Challenge 1. Binarization of Palm Leaf Manuscript Images

1.1 Description and goals

The binarization problem is still challenging and is still an open question especially for palm leaf manuscript images. Visually, several alternative well-known binarization algorithms do not provide a good binarized image for palm leaf manuscript images. They extract unrecognizable characters on palm leaf manuscripts with noise.. Therefore, to separate text (and, if any, graphic) from the background of palm leaf manuscript images, a specific and adapted binarization technique is required.

1.2 Construction of Ground Truth Binarized Image

To create the ground truth binarized image of palm leaf manuscript, we adopted a semi-automatics framework for construction of ground truth binarized image [1]. For our manuscript collection, the skeletonization process is completely performed by human. The skeletons of the Balinese character (and, if any, graphic) in palm leaf manuscript image were traced and drawn manually with PixLabeler tool [2]. The skeletons are then automatically processed to create the estimated ground truth binarized image of the manuscript. Human subjectivity has a great effect in producing a variability of ground truth binarized image. This phenomena becomes much more visible when we are working on ancient type manuscript which is still hard to be ground truthed even by human. Therefore, for our dataset, one manuscript was ground truthed by two different ground truthers. And for the binarization challenge in this competition, we will evaluate each binarized image with two different ground truth images.

1.3 Datasets

For this challenge, the dataset is partitioned into training and test subsets.
For the training subset, we provide :

1.    50 original images
2.    50 ground truth binarized images Version 1 (from the 1st ground truther)
3.    50 ground truth binarized images Version 2 (from the 2nd ground truther)

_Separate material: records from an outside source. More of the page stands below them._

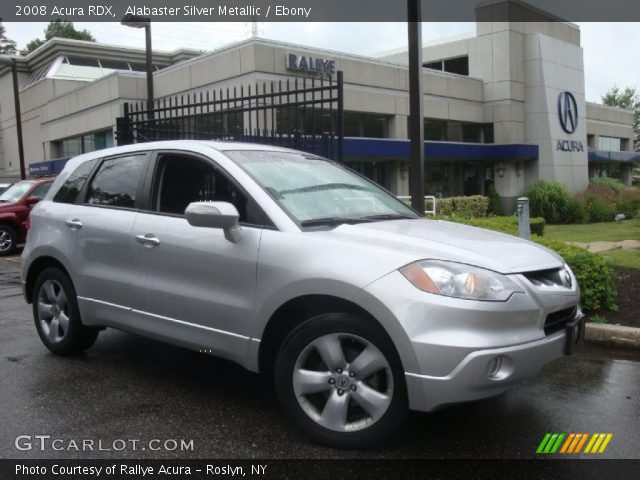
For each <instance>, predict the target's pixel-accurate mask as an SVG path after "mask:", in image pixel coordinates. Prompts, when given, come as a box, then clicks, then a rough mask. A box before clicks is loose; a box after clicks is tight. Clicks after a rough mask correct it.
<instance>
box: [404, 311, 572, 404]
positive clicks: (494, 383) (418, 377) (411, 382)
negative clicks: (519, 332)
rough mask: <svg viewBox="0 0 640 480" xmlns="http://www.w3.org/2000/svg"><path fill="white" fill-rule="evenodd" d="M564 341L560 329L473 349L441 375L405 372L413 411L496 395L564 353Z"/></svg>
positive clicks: (529, 376)
mask: <svg viewBox="0 0 640 480" xmlns="http://www.w3.org/2000/svg"><path fill="white" fill-rule="evenodd" d="M577 320H578V319H577ZM579 321H581V322H582V321H583V320H582V319H581V318H580V319H579ZM582 331H584V326H583V325H582ZM577 339H578V341H579V340H580V337H579V336H578V337H577ZM567 343H568V340H567V333H566V332H565V331H562V332H558V333H556V334H554V335H550V336H549V337H546V338H543V339H541V340H538V341H535V342H530V343H525V344H523V345H517V346H513V347H505V348H496V349H491V350H478V351H475V352H473V353H471V354H469V355H467V357H465V359H464V360H463V361H462V362H460V364H458V366H457V367H456V368H455V369H454V370H453V371H452V372H451V373H450V374H449V375H446V376H444V377H433V376H429V375H419V374H415V373H405V379H406V382H407V390H408V392H409V404H410V405H411V407H412V409H414V410H421V411H431V410H436V409H438V408H441V407H443V406H445V405H448V404H453V403H460V402H466V401H470V400H478V399H481V398H487V397H492V396H494V395H499V394H501V393H503V392H504V391H505V390H507V389H508V388H509V387H511V386H512V385H514V384H515V383H518V382H519V381H521V380H524V379H526V378H528V377H531V376H533V375H535V374H536V373H538V372H539V371H540V369H541V368H542V367H543V366H544V365H546V364H547V363H549V362H551V361H553V360H556V359H557V358H559V357H562V356H563V355H565V353H566V349H567ZM498 359H499V360H498Z"/></svg>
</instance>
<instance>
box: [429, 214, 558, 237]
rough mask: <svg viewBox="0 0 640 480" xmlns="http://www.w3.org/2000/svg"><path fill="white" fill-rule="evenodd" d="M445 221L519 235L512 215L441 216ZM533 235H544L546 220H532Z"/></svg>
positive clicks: (439, 216)
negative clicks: (479, 216) (482, 215)
mask: <svg viewBox="0 0 640 480" xmlns="http://www.w3.org/2000/svg"><path fill="white" fill-rule="evenodd" d="M439 218H441V219H443V220H449V221H452V222H458V223H464V224H466V225H472V226H474V227H480V228H488V229H489V230H496V231H498V232H503V233H509V234H511V235H518V217H516V216H514V215H512V216H510V217H484V218H464V217H462V216H459V215H451V216H448V217H443V216H439ZM530 225H531V233H533V234H535V235H539V236H543V235H544V227H545V225H546V222H545V220H544V218H541V217H536V218H531V219H530Z"/></svg>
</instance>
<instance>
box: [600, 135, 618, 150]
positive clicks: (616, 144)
mask: <svg viewBox="0 0 640 480" xmlns="http://www.w3.org/2000/svg"><path fill="white" fill-rule="evenodd" d="M598 150H606V151H609V152H619V151H620V139H619V138H615V137H600V138H598Z"/></svg>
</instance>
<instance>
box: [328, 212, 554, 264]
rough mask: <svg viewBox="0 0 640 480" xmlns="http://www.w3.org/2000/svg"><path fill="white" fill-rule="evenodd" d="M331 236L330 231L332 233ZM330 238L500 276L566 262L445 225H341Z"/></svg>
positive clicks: (425, 223)
mask: <svg viewBox="0 0 640 480" xmlns="http://www.w3.org/2000/svg"><path fill="white" fill-rule="evenodd" d="M327 233H329V232H327ZM331 233H332V234H333V235H335V236H337V237H338V238H340V239H341V240H343V241H350V240H353V241H354V242H357V243H360V244H362V243H363V242H364V243H367V244H368V245H369V246H374V245H375V246H378V247H380V248H387V249H389V250H392V251H393V253H395V254H400V255H401V256H404V257H410V260H409V261H408V262H407V263H409V262H410V261H415V260H422V259H438V260H449V261H454V262H460V263H466V264H469V265H475V266H478V267H483V268H487V269H490V270H493V271H496V272H499V273H505V274H507V273H520V272H526V271H534V270H545V269H550V268H559V267H561V266H562V265H563V264H564V261H563V260H562V258H561V257H560V256H559V255H557V254H555V253H554V252H552V251H551V250H549V249H547V248H545V247H543V246H541V245H538V244H537V243H533V242H530V241H527V240H523V239H521V238H519V237H515V236H513V235H507V234H504V233H499V232H494V231H491V230H486V229H483V228H477V227H470V226H468V225H462V224H459V223H452V222H444V221H441V220H427V219H418V220H393V221H385V222H372V223H360V224H355V225H347V224H345V225H341V226H340V227H338V228H336V229H334V230H332V231H331Z"/></svg>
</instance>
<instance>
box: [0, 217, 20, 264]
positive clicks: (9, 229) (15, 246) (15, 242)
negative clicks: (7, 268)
mask: <svg viewBox="0 0 640 480" xmlns="http://www.w3.org/2000/svg"><path fill="white" fill-rule="evenodd" d="M17 247H18V234H17V233H16V231H15V230H14V229H13V228H12V227H10V226H9V225H0V257H4V256H6V255H11V254H12V253H13V252H15V251H16V248H17Z"/></svg>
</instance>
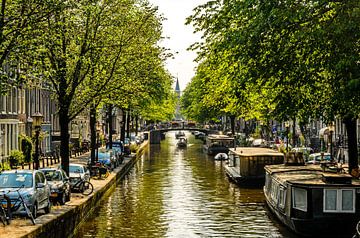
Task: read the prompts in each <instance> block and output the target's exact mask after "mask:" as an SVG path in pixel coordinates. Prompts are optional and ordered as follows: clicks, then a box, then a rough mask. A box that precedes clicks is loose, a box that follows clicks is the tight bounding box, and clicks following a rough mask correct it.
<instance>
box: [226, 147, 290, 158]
mask: <svg viewBox="0 0 360 238" xmlns="http://www.w3.org/2000/svg"><path fill="white" fill-rule="evenodd" d="M230 151H231V152H232V153H235V154H237V155H239V156H263V155H265V156H269V155H270V156H282V157H283V156H284V154H283V153H280V152H278V151H276V150H273V149H269V148H262V147H237V148H236V149H235V150H234V149H230Z"/></svg>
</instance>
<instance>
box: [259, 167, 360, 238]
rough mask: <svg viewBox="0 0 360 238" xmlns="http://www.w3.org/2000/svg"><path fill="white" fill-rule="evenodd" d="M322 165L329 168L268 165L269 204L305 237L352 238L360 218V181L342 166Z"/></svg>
mask: <svg viewBox="0 0 360 238" xmlns="http://www.w3.org/2000/svg"><path fill="white" fill-rule="evenodd" d="M323 163H325V164H329V165H328V166H327V165H326V166H324V165H323V164H320V165H300V166H292V165H290V166H289V165H284V164H281V165H280V164H279V165H268V166H265V170H266V181H265V186H264V195H265V198H266V202H267V204H268V206H269V208H270V210H271V211H272V212H273V213H274V214H275V215H276V216H277V218H279V219H280V221H281V222H283V223H284V224H285V225H286V226H287V227H289V228H290V229H291V230H293V231H294V232H296V233H298V234H300V235H302V236H311V237H351V236H352V235H353V234H352V233H353V229H354V228H355V226H356V224H357V222H358V221H359V217H360V209H359V202H360V192H359V191H360V181H359V179H357V178H352V177H351V176H350V175H349V174H347V173H344V170H343V169H344V168H343V167H342V166H340V167H339V166H336V165H335V166H334V168H338V170H336V169H334V168H333V165H331V162H326V161H324V162H323ZM345 170H347V168H346V169H345Z"/></svg>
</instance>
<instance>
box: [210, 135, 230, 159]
mask: <svg viewBox="0 0 360 238" xmlns="http://www.w3.org/2000/svg"><path fill="white" fill-rule="evenodd" d="M234 143H235V141H234V138H233V137H230V136H227V135H208V136H207V137H206V140H205V144H204V150H205V151H206V153H207V154H208V155H216V154H218V153H228V152H229V148H231V147H234Z"/></svg>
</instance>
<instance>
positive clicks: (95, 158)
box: [95, 129, 100, 163]
mask: <svg viewBox="0 0 360 238" xmlns="http://www.w3.org/2000/svg"><path fill="white" fill-rule="evenodd" d="M99 137H100V129H97V130H96V158H95V162H96V163H97V162H98V161H99Z"/></svg>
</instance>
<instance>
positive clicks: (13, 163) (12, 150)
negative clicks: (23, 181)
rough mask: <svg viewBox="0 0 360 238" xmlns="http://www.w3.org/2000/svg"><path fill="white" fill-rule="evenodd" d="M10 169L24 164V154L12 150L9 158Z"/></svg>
mask: <svg viewBox="0 0 360 238" xmlns="http://www.w3.org/2000/svg"><path fill="white" fill-rule="evenodd" d="M9 162H10V167H11V168H12V169H14V168H17V166H18V165H20V164H22V163H24V154H23V153H22V151H20V150H12V151H11V152H10V156H9Z"/></svg>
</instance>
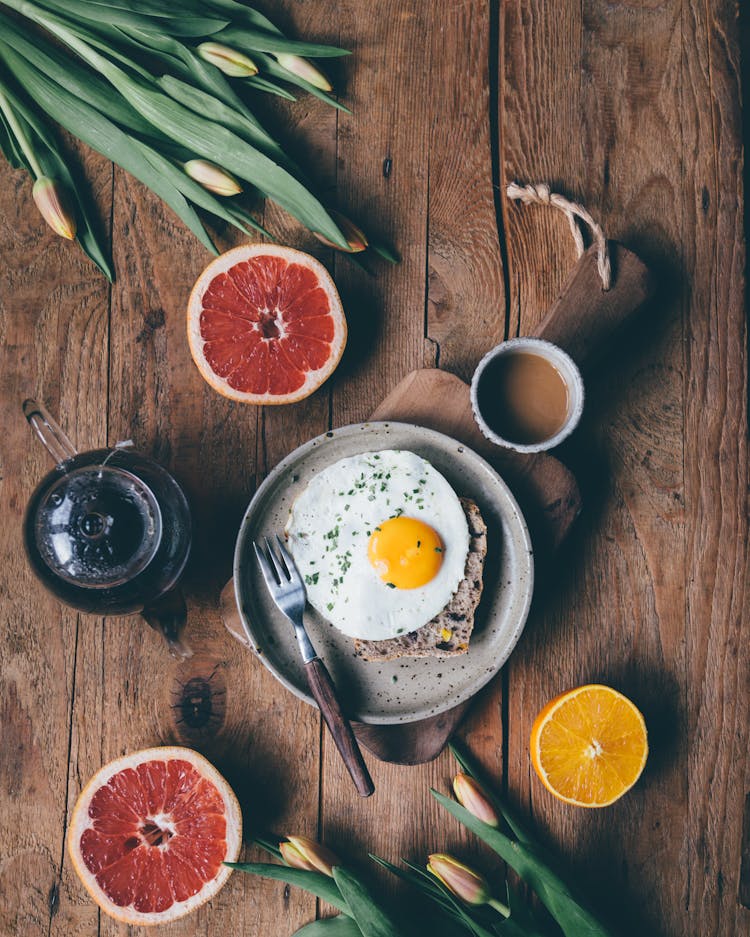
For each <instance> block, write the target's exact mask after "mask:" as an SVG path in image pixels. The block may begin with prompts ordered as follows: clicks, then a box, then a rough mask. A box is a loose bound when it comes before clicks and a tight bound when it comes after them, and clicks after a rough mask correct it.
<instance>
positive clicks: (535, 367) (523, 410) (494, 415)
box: [477, 351, 569, 445]
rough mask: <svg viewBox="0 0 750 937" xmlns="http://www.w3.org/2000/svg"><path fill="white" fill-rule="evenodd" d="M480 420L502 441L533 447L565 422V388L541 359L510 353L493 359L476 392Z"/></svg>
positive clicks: (542, 359) (540, 442) (489, 365)
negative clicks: (525, 445) (478, 409)
mask: <svg viewBox="0 0 750 937" xmlns="http://www.w3.org/2000/svg"><path fill="white" fill-rule="evenodd" d="M477 400H478V403H479V407H480V409H481V412H482V416H483V418H484V420H485V421H486V423H487V425H488V426H489V427H490V429H491V430H492V431H493V432H494V433H496V434H497V435H498V436H500V437H501V438H502V439H506V440H508V442H511V443H517V444H519V445H533V444H536V443H541V442H544V441H545V440H547V439H551V438H552V437H553V436H555V435H556V434H557V433H558V432H559V431H560V430H561V429H562V428H563V426H564V425H565V421H566V420H567V418H568V409H569V398H568V387H567V384H566V383H565V380H564V379H563V376H562V374H560V372H559V371H558V369H557V368H556V367H555V366H554V364H552V362H551V361H549V359H548V358H546V357H543V356H542V355H538V354H534V353H533V352H528V351H511V352H507V353H506V354H502V355H498V356H497V357H495V358H494V359H493V360H492V361H490V363H489V364H488V365H487V367H486V368H485V369H484V371H483V373H482V375H481V378H480V380H479V385H478V388H477Z"/></svg>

For the testing subset, we provide :

1.    50 original images (different from the training subset)

full size image : Challenge1.png

1.4 Protocols

Participants submit the results of binarization for all images in testing subset. For example: if the file name of original image is ABCD01.jpg, then the binarized image should be named: ABCD01_binarized.png (or it can be in any other lossless image format). Participants also submit a small, simple and complete (if use any library) executable package of their method implementation, with a clear user manual to run the binarization process for a given example of manuscript image.

1.5 Evaluation

Following our work in [1], three metrics of binarization evaluation which are used in the DIBCO 2009 contest [3], are used in the evaluation for this challenge. Those three metrics are F-Measure (FM), Peak SNR (PSNR), and Negative Rate Metric (NRM). For each binarization metric evaluated on each ground truth binarized images, we rank the participant’s score. We then assign point, from 1 (best result) to N (worst result, N is the number of participants). All points from 3 binarization metrics evaluated on 2 different ground truth binarized images of each participant will be accumulated to decide the winner.

References

[1]    M.W.A. Kesiman, S. Prum, I.M.G. Sunarya, J.-C. Burie, J.-M. Ogier, An Analysis of Ground Truth Binarized Image Variability of Palm Leaf Manuscripts, in: 5th Int. Conf. Image Process. Theory Tools Appl. IPTA 2015, Orleans, France, 2015: pp. 229–233.
[2]    E. Saund, J. Lin, P. Sarkar, PixLabeler: User Interface for Pixel-Level Labeling of Elements in Document Images, in: IEEE, 2009: pp. 646–650. doi:10.1109/ICDAR.2009.250.
[3]    B. Gatos, K. Ntirogiannis, I. Pratikakis, DIBCO 2009: document image binarization contest, Int. J. Doc. Anal. Recognit. IJDAR. 14 (2011) 35–44. doi:10.1007/s10032-010-0115-7.